Elasticsearch query to return the most recent of 'each document' based on a condition

0

I am trying to retrieve the most recent version of each document in my dataset when the document is not already archived ( archived: false ). So when any version of the document has archived set to true, it should not appear in my result.

An example of my dataset:

 {
    name: "soccer game",
    base_id: 1,
    hours_remaining: 10,
    updatedDate: 2019 - 03 - 10,
    archived: false
}

{
    name: "basketball game",
    base_id: 2,
    hours_remaining: 20,
    updatedDate: 2019 - 03 - 10,
    archived: false
}

{
    name: "soccer game",
    base_id: 1,
    hours_remaining: 5,
    updatedDate: 2019 - 03 - 14,
    archived: true
}

The expected result is :

{
    name: 'basketball game",
    base_id: 2,
    hours_remaining: 20,
    timestamp: 2019 - 03 - 10,
    archived: false
}

After writing several queries, I haven't been able to achieve my goal.
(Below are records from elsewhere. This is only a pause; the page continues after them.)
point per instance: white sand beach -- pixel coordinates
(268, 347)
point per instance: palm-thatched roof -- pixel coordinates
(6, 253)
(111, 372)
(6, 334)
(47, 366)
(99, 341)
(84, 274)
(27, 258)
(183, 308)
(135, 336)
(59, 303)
This is one of my attempts.

{
  "size": 10, 
   "query":{"bool":{"must":[{"query_string":{"query":"*","fields":["name.keyword"]}},{"term":{"archived":false}}]}},
   "collapse": {
    "field": "base_id",
    "inner_hits": {
      "name": "most_recent",
      "size": 1,
      "sort": [{"updatedDate": "desc"}]
    }
  }
}

What am I doing wrong?

This topic was automatically closed 28 days after the last reply. New replies are no longer allowed.